2025年9月22日、自民党総裁選の告示日に行われた「所見発表演説会」で、高市早苗候補(前経済安全保障担当相)が発言しました。
総裁選は自民党の新しい党首を決める選挙であり、党首は事実上、日本の首相になるため大きな注目を集めています。
高市さんは奈良県選出の議員で、保守派として知られています。
演説の内容
冒頭で自らを「奈良の女」と紹介し、奈良公園の鹿を題材に話を展開しました。
万葉集の歌を引用し、奈良の鹿が1300年以上も文化の象徴とされてきたと強調。
そのうえで「奈良の鹿を蹴ったり殴ったりする人がいる。

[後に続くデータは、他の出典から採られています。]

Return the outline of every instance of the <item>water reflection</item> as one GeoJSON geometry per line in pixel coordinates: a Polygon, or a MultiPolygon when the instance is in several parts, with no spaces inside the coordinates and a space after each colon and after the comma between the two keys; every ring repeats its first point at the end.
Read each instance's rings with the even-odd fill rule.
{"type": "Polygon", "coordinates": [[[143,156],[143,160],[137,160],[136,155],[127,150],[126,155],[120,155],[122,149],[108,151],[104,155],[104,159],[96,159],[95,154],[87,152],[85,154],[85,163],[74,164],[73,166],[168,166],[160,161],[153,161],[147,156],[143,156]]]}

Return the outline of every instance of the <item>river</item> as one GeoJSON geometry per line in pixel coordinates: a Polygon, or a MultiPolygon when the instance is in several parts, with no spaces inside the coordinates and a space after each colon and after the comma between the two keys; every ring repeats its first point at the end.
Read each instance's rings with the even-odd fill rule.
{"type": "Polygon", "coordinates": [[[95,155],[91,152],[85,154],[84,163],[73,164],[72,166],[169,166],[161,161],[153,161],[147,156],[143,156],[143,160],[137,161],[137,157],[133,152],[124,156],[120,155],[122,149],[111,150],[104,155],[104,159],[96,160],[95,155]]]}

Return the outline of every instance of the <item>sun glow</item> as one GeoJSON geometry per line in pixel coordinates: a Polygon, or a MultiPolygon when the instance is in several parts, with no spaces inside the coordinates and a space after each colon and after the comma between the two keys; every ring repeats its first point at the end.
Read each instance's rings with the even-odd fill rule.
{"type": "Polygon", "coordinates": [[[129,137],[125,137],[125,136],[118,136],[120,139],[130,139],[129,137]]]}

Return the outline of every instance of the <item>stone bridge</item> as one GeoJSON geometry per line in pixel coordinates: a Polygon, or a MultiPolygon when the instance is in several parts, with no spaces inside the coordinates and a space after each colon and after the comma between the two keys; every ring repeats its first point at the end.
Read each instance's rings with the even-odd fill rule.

外国から来て日本人の大切にしているものを傷つける人がいるとしたら問題ではないか」と訴えました。
この話をきっかけに「外国人の受け入れは必要だが、急激すぎる政策は社会をギスギスさせる」と述べ、外国人との付き合い方を「ゼロベースで見直す」と主張しました。
演説全体は、日本の経済・安全保障・伝統を守る姿勢を強調し、保守層へのアピール色が強いものでした。
なぜこの発言をしたのか?
背景には外国人観光客の増加によるマナー問題、いわゆるオーバーツーリズムへの不満があります。
高市さんはこれを「外国人問題」として取り上げ、保守層に響くテーマとして利用したと考えられます。
一方で、野党からは「外国人への偏見を助長する」との批判も出ています。
発言は事実か?
高市さんが演説でこの発言をしたのは事実で、NHKなど複数のニュースメディアが全文や動画を公開しています。
ただし「誰が、いつ、どの鹿を暴行したのか」について具体的な証拠は示されていません。
根拠としては、2024年頃にSNSで拡散された動画を指しているようですが、現在は多くが削除されています。
鹿への暴行はあったのか?
- 奈良県庁によると、公園の巡回で観光客による暴行は確認されておらず、通報もほとんどない
- 過去に鹿が傷つけられた事件はあるが、外国人によるものは確認されていない
- 奈良公園の鹿は観光客に慣れており、軽いトラブルはあるが「外国人による暴行」が日常的に起きている事実はない
つまり、鹿暴行が「外国人によるもの」という説は根拠が乏しく、デマの可能性が高いと考えられます。
へずまりゅうとの関係
元迷惑系YouTuberで奈良市議となった「へずまりゅう」(本名: 原田将大)も大きく関係していると指摘されています。
彼は2024年頃から「奈良公園の鹿を守る」として、中国人観光客が鹿を蹴ったり叩いたりする動画をSNSに投稿しました。
市議会でも罰則強化を求めるなど活動しましたが、動画には暴力シーンが明確に映っていないものも多く、信頼性には疑問が残ります。
高市さんの発言は、こうしたへずまりゅうの動画や主張をベースにしていると見られています。
まとめ
高市さんの演説は「奈良の鹿」をシンボルにし、保守票を意識したものでした。
しかし、鹿暴行の事実は確認されておらず、根拠として挙げられるのは信頼性に欠ける動画です。
演説を聞く際には、政治的な思惑を踏まえつつ、奈良県など公式の事実確認を参考にする必要があります。